Uzmanlar, farkında olmasak bile çocukluk travmalarının yetişkin hayatımızı etkileyebileceğini belirtiyor.
Lisanslı evlilik ve aile terapisti Logan Cohen, çocukluk travmasının yetişkinlikte fark edilmesinin zor ama derin izler bırakabileceğini ifade etti. Cohen, duygusal ihmalin “görünmez travma” olarak adlandırıldığını ve etkilerinin bazen yıllar sonra ortaya çıktığını vurguladı.Duygusal ihmal, bir çocuğun ihtiyaç duyduğu sevgi, onaylama ve ilgiden mahrum bırakılması olarak tanımlanıyor.
Sarılma gibi şefkat göstergelerinin eksikliği veya duyguların küçümsenmesi, bu ihmalin en yaygın örnekleri arasında.
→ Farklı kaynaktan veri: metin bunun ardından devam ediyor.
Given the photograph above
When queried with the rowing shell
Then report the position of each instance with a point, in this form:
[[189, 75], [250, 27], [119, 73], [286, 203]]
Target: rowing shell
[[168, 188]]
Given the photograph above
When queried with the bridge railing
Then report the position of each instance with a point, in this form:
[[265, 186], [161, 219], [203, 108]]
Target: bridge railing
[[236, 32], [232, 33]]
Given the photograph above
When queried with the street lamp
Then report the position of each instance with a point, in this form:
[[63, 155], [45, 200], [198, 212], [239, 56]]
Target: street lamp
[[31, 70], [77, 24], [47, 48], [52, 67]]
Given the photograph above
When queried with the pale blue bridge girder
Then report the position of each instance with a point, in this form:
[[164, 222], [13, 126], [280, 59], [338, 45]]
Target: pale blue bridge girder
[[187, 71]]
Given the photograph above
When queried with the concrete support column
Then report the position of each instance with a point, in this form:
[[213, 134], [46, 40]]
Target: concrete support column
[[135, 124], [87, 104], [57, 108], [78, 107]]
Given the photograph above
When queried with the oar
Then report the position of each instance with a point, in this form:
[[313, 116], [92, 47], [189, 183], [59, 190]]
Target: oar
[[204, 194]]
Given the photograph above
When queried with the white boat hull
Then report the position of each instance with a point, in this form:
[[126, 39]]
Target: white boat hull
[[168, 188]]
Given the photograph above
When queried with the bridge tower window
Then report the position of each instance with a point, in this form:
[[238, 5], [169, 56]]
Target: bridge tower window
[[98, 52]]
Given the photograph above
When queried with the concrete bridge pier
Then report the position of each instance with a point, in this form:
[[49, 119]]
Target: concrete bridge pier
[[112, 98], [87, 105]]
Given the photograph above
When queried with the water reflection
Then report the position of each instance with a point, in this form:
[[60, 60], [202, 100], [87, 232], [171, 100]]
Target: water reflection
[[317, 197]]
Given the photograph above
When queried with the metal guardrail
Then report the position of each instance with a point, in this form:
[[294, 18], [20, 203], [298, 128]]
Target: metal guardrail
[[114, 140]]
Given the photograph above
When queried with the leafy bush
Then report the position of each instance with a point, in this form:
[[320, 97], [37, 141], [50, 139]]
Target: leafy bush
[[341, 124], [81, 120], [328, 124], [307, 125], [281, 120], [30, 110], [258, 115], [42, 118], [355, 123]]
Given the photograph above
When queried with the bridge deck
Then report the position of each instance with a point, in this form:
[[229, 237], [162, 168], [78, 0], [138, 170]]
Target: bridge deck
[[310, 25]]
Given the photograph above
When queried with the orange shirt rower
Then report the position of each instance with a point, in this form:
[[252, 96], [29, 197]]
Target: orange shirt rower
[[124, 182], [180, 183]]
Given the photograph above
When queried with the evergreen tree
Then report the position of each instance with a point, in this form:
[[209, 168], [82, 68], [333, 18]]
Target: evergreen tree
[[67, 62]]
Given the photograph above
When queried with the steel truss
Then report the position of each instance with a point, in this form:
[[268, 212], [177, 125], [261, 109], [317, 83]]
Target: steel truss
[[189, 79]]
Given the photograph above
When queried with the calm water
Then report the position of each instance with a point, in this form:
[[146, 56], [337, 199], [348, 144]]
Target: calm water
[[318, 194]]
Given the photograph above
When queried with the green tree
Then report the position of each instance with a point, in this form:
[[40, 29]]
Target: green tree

Uzmanlara göre, bu durum, çocuğun güvenlik ve bağlanma duygusuna ciddi zarar veriyor.Cohen, ihmal edilen çocukların yetişkinlikte haklarını savunmakta güçlük çekebileceğini belirtiyor. İhtiyaçlarını ifade etmeye çalıştıklarında reddedilen çocuklar, zamanla sessiz kalmayı öğreniyor.Cohen, ikinci işaretin ise insanların sizinle duygularınızı içtenlikle sorduğunda kendinizi garip hissetmeniz olduğunu söyledi.
Çocukluk travmaları yaşayan kişiler, duygularını ifade etmekte zorlanır ve bu tür sorular karşısında rahatsız olabilir. Çünkü çocuklukta duyguları geçersiz kılınmıştır.Terapist Cohen, çocukluk çağı travması mağdurlarında ayrıca aşağılık kompleksi veya sahtekarlık sendromu olabileceğini söyledi.
Bu kişiler, kendilerini yetersiz hisseder ve çevrelerindeki herkesin daha yetenekli olduğunu düşünürler. Temelinde düşük öz saygı yatar.Travmatik çocukluk deneyimleri yaşayanlar, duygularını tanımlamakta ve paylaşmakta güçlük çekerler.Yalnız hissetmelerine rağmen, sosyal ortamlarda bağ kurmakta zorlanırlar. Bu durum, reddedilme korkusuyla birleşir ve yetişkinlikte izolasyonu tercih etmelerine neden olabilir.Uzmanlar, çocukluk travmalarının etkilerinin terapi ile tedavi edilebileceğini vurguluyor. Hastalık Kontrol Merkezi’ne göre, her yedi çocuktan biri ihmal ya da istismara maruz kalıyor. Doktorlara göre travmaların fark edilmesi, bu döngüyü kırmanın ilk adımı olabilir.